In addition to the primary analysis, exploratory analyses were conducted to investigate potential factors influencing AI diagnostic performance. First, the study examined whether the open access status of the original case reports affected diagnostic accuracy. Given that GPT-3.5 and GPT-4 are trained on publicly accessible internet data, it was hypothesized that open access materials might be better represented in their training data, potentially leading to improved performance on vignettes derived from these sources. Second, the study explored the impact of publication date. ChatGPT-3.5 and ChatGPT-4 have knowledge cutoffs in early 2021. Therefore, it was hypothesized that the models might exhibit higher diagnostic accuracy for case reports published prior to this cutoff date compared to more recent publications (e.g., 2022).

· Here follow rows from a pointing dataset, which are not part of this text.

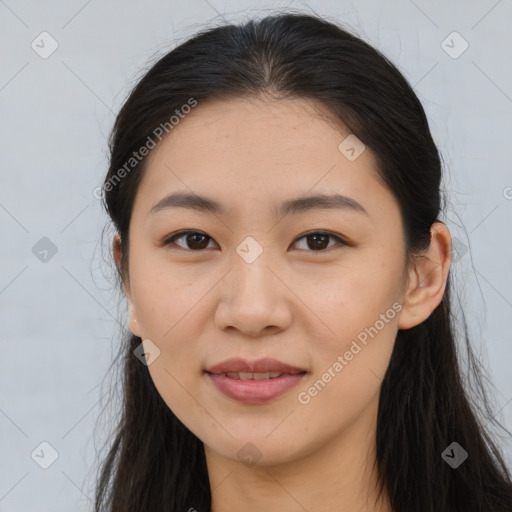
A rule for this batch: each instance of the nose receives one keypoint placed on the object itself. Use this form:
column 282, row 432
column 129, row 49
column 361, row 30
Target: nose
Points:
column 254, row 300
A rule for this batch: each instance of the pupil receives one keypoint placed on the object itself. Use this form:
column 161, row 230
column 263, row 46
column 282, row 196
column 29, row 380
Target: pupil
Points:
column 320, row 245
column 192, row 236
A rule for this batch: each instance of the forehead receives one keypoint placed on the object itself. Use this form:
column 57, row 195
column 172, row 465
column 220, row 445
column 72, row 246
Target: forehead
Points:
column 257, row 151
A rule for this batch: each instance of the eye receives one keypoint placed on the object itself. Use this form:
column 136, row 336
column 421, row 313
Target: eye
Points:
column 196, row 241
column 195, row 238
column 319, row 240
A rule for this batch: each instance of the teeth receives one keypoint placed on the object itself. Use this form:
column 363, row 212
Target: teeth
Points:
column 253, row 376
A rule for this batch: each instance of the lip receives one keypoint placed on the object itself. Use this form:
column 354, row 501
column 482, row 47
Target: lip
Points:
column 254, row 391
column 259, row 366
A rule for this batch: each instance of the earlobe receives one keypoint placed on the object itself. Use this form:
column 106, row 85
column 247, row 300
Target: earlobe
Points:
column 132, row 317
column 427, row 279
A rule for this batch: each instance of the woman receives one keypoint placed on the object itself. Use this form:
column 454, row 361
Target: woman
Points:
column 276, row 195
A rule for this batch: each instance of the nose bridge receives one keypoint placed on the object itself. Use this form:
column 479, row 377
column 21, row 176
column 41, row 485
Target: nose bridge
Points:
column 252, row 298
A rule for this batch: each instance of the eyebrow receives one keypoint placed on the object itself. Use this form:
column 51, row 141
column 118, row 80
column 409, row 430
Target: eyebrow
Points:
column 301, row 204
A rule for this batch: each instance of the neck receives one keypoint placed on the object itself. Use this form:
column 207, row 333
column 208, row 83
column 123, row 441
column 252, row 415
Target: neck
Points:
column 340, row 475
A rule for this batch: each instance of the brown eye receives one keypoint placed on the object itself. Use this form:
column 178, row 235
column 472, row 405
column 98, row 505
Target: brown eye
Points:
column 318, row 241
column 194, row 240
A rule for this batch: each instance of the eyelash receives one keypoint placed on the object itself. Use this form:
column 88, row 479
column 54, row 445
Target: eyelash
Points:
column 180, row 234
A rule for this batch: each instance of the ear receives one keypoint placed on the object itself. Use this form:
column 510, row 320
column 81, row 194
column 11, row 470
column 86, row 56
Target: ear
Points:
column 427, row 278
column 116, row 249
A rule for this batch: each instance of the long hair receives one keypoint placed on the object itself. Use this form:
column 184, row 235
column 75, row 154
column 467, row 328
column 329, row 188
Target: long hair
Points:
column 154, row 463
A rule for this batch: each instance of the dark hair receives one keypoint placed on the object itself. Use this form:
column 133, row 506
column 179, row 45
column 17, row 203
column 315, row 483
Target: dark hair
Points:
column 154, row 462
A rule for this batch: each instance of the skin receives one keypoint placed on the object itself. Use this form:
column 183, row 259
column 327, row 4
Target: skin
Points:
column 295, row 304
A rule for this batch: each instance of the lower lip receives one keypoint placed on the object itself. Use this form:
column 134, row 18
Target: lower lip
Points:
column 255, row 391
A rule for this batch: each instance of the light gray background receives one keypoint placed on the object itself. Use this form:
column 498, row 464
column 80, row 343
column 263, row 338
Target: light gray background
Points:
column 58, row 319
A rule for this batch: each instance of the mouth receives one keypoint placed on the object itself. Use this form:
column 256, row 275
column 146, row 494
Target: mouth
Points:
column 254, row 383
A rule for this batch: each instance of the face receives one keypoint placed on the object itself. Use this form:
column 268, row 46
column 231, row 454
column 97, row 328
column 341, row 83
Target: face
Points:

Categorical and binary variables are presented as counts and percentages. Comparisons between groups were performed using the chi-square test. To address the increased risk of type I error associated with multiple comparisons, the Bonferroni correction was applied, a conservative method chosen for its strict control over false positives. The Bonferroni-corrected significance level was set at a P value of <.0167 (0.05 divided by 3 comparisons per each set of comparisons – top 10, top 5, and top diagnosis).

Results

Case Report Characteristics

The study included a total of 52 case reports. Of these, 39 (75%) were published as open access articles. Regarding publication timing, 24 (46%) case reports were published before 2021, while 12 (23%) were published in 2021, and 16 (31%) were published in 2022. A comprehensive list of the included case reports is provided in Multimedia Appendix 1.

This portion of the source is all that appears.